Prenons un cas concret. Le camping Porte de Provence se trouve à 8 km de l’autoroute A7 et compte 100 emplacements. Une telle capacité, couplée à une clientèle de passage qui ne s’éternise pas, laisse presque toujours une place en juin ou en septembre.
Les tentes plantées à la fraîche, les camions aménagés qui repartent au matin, les séjours courts plutôt que les quinzaines complètes créent un renouvellement permanent. Ce n’est pas la même tension que celle qui pèse sur les mobil-homes, immobilisés plusieurs semaines d’affilée.
La météo donne des repères, mais elle ne révèle pas la foule
À quoi bon connaître les températures si l’on ne sait pas lire derrière elles la fréquentation réelle ? Juin affiche 20,2 °C de moyenne et 57 mm de pluie, des conditions tout à fait agréables pour camper, sans que les terrains ne soient saturés.
Juillet monte à 22,5 °C avec 15,5 journées au-dessus de 30 °C, et là, la donne change : les mobil-homes affichent complet, les piscines tournent à plein régime, les routes se chargent. La chaleur n’est pas la cause de la foule, elle l’accompagne.
Le problème, c’est qu’on associe trop vite beau temps et forte affluence, comme si l’un expliquait l’autre. Or on peut très bien profiter d’un mois de juin chaud et calme, avec des soirées fraîches idéales pour dormir sous la tente. Et on peut aussi subir un mois d’août caniculaire où chaque emplacement se négocie comme un trésor.
La météo sert à choisir ses activités, pas à deviner la disponibilité des hébergements. Cette distinction mérite d’être posée clairement, parce que la plupart des guides se contentent de donner des moyennes de températures sans jamais parler de la tension locative.

Réserver tôt sans se tromper de combat
Ceux qui veulent un mobil-home en pleine saison ont intérêt à ouvrir leur agenda dès l’hiver, quitte à bloquer plusieurs options avant de trancher. Ceux qui se contentent d’un carré d’herbe peuvent se montrer plus souples, surtout s’ils acceptent de décaler leur séjour sur les ailes de la saison. La vraie question n’est donc pas « quand réserver pour éviter la foule ? » mais « quel type d’hébergement suis-je prêt à réserver à quel moment ? »
Je me souviens d’une discussion avec un couple de Lyonnais qui voulait absolument un mobil-home pour le 14 juillet et s’y prenait fin mai.
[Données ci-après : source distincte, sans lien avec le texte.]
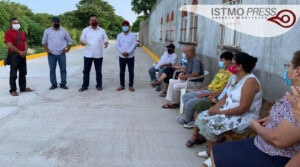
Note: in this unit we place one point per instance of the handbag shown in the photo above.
(7, 59)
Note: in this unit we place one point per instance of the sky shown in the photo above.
(56, 7)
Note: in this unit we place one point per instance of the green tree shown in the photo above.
(142, 6)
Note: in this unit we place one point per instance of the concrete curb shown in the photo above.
(34, 56)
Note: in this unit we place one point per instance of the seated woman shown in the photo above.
(167, 74)
(203, 106)
(278, 135)
(242, 103)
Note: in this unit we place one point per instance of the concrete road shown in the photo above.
(65, 128)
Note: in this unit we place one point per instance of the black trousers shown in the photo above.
(130, 63)
(88, 62)
(18, 63)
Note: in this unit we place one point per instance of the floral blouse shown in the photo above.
(281, 110)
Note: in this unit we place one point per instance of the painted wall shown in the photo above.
(271, 52)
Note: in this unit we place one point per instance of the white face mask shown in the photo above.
(16, 26)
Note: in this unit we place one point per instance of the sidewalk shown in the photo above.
(66, 128)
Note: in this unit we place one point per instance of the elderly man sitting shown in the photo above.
(194, 68)
(168, 59)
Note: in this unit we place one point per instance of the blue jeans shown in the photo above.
(61, 59)
(152, 72)
(18, 63)
(87, 69)
(130, 63)
(190, 100)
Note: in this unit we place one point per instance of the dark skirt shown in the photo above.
(244, 153)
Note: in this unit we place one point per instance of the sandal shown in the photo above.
(198, 141)
(82, 89)
(163, 94)
(170, 106)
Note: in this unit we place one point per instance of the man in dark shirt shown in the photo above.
(16, 43)
(194, 68)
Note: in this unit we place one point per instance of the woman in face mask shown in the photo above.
(278, 135)
(242, 103)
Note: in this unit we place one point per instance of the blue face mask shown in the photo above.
(125, 28)
(288, 81)
(183, 56)
(221, 64)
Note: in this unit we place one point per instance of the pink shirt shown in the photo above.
(281, 110)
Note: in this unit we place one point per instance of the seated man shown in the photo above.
(194, 68)
(216, 87)
(168, 59)
(168, 73)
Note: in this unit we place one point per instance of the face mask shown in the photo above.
(16, 26)
(183, 56)
(288, 81)
(221, 64)
(94, 24)
(56, 25)
(232, 69)
(125, 28)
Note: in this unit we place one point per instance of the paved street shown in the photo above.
(65, 128)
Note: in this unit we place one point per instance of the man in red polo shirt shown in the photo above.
(16, 43)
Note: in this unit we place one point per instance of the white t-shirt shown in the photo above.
(95, 40)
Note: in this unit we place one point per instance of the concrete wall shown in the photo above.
(271, 52)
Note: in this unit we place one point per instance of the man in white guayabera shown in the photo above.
(93, 38)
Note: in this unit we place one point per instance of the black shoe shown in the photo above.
(53, 87)
(64, 87)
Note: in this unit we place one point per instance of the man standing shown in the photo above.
(55, 40)
(16, 43)
(126, 44)
(93, 38)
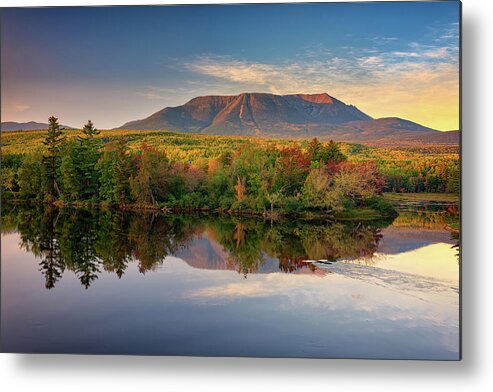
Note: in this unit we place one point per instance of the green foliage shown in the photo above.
(29, 176)
(149, 184)
(171, 170)
(53, 141)
(114, 169)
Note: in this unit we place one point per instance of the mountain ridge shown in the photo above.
(7, 126)
(285, 116)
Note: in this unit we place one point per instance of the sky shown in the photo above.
(116, 64)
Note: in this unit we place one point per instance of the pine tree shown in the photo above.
(89, 156)
(54, 141)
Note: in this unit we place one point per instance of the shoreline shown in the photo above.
(346, 215)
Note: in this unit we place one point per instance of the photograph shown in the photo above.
(232, 180)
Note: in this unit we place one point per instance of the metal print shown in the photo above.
(268, 180)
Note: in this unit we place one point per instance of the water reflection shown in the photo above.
(88, 241)
(383, 291)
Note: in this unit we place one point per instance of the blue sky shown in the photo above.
(115, 64)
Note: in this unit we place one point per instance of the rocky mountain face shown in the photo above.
(290, 116)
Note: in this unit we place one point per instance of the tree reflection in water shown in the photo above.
(88, 241)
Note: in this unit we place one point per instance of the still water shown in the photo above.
(112, 282)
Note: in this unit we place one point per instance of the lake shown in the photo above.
(113, 282)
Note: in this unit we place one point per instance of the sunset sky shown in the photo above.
(116, 64)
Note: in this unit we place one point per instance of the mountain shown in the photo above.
(27, 126)
(252, 114)
(291, 116)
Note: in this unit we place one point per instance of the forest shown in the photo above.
(170, 171)
(90, 241)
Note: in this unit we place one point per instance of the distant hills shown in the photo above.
(27, 126)
(288, 116)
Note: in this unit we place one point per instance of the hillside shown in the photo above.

Le camping avait encore quelques emplacements nus, mais plus aucune location fermée. Ils sont repartis déçus, alors qu’une tente leur aurait offert un séjour tout aussi agréable sans planifier quoi que ce soit.
Cette scène résume tout : en Drôme provençale, la foule se gère d’abord par le choix de l’hébergement. Reste à savoir si vous préférez la spontanéité d’un emplacement libre ou la sécurité d’un mobil-home réservé des mois à l’avance, quitte à en payer le prix.